First off, this is one of the most spectacular animated features Disney has put out since Beauty and the Beast and maybe since The Little Mermaid. A kingdom of beautiful ice and snow with a traditional Disney rural kingdom setting makes this familiar and yet new all at once. The visuals are some of the best Disney has ever produced.

That said, they sadly set this beautiful film to a typical Disney story. While this was supposed to based on Hans Christian Anderson’s The Snow Queen it is so loosely based as to be unrecognizable. However I will admit that your little princess-wannabe is going to be in seventh heaven as there are not one but two princesses to ooh and ahh over (all right, one of them is technically a queen).

Oddly, the protagonist is pretty much like every other Disney princess ever – plucky, eager, chomping at the bit to find her prince and compassionate to boot. It is Elsa who is a far more interesting character and I think it’s telling that on a recent visit to EPCOT, the princess holding court at the Norway pavilion was not Anna but Elsa. Of course, it doesn’t hurt that Idris Menzel is the voice of Elsa and if you didn’t fall for her talent in Wicked then you really don’t know what talent is. This girl has a voice that could restart a flat-lined heart and make a Republican fund the arts.

I also found Olaf to be a hoot. He’s one of those characters who isn’t very bright but has a heart the size of a small planet and the kind of simple faith that only a child would get. One can envy his world view a little bit as it lacks all the sophistication that we adults like to throw into the mix but at the same time probably is closer to what the world should be than we’ll ever get. I could hang with Olaf and hopefully Disney will realize that they have the kind of character who is going to sell a lot of merchandise and direct-to-DVD videos.

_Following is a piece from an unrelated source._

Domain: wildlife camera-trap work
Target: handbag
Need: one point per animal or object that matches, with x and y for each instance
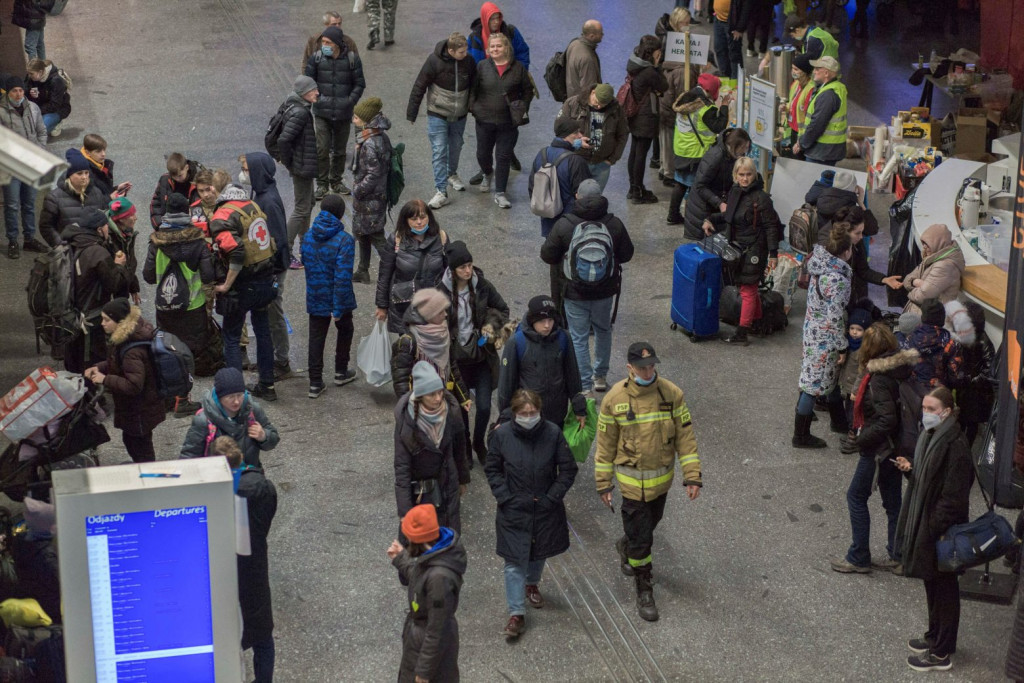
(719, 245)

While I wish the story was a bit less rote and that the music was more memorable, nonetheless this is a pretty decent effort in a year when animated features really were uniformly bad with only one or two exceptions. While this doesn’t reach the standard of Disney classics, it is still good enough that if your kid wants to see it more than once you probably won’t mind getting the home video edition and watching it along with them – after having seen this in the theater several times of course.

REASONS TO GO: Beautifully animated. Olaf is a keeper.

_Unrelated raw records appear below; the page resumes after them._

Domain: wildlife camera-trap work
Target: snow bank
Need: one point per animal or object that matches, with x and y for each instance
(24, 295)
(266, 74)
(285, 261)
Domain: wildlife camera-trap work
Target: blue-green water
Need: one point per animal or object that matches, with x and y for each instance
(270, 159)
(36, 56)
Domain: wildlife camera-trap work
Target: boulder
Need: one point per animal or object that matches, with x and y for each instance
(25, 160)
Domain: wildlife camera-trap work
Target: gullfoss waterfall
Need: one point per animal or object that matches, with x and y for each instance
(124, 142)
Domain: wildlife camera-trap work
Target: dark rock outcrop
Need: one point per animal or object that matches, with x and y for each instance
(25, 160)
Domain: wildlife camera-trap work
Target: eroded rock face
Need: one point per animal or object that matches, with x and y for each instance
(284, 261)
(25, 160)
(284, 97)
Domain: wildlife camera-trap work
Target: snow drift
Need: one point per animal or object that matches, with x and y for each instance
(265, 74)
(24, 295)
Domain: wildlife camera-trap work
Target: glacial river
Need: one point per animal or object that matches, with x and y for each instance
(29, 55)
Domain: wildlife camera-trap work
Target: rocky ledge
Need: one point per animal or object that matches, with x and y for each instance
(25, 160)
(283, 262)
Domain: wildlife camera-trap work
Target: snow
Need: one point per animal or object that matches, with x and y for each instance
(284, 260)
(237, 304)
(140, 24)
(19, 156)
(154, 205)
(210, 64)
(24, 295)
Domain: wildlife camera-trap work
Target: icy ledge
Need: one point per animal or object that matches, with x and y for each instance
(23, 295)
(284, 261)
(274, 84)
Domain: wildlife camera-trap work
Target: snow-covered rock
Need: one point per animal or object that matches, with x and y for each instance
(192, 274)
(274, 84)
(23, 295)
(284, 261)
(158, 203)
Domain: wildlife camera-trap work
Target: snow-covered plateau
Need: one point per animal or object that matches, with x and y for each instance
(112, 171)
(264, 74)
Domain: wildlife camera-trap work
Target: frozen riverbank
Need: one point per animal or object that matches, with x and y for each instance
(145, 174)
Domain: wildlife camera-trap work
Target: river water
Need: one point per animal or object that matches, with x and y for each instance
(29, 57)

REASONS TO STAY: Songs are nothing to write home about. A little bit rote.

FAMILY VALUES:  There are a couple of rude jokes and some semi-violent action.

TRIVIAL PURSUIT: A cameo is made by Rapunzel and Eugene (Flynn) during the opening of the gates during the musical number “For the First Time in Forever.” They can be seen entering the screen from the left – Rapunzel has short hair and is wearing a purple and pink dress while Eugene is wearing a maroon vest and brown sash.

CRITICAL MASS: As of 12/11/13: Rotten Tomatoes: 88% positive reviews. Metacritic: 74/100.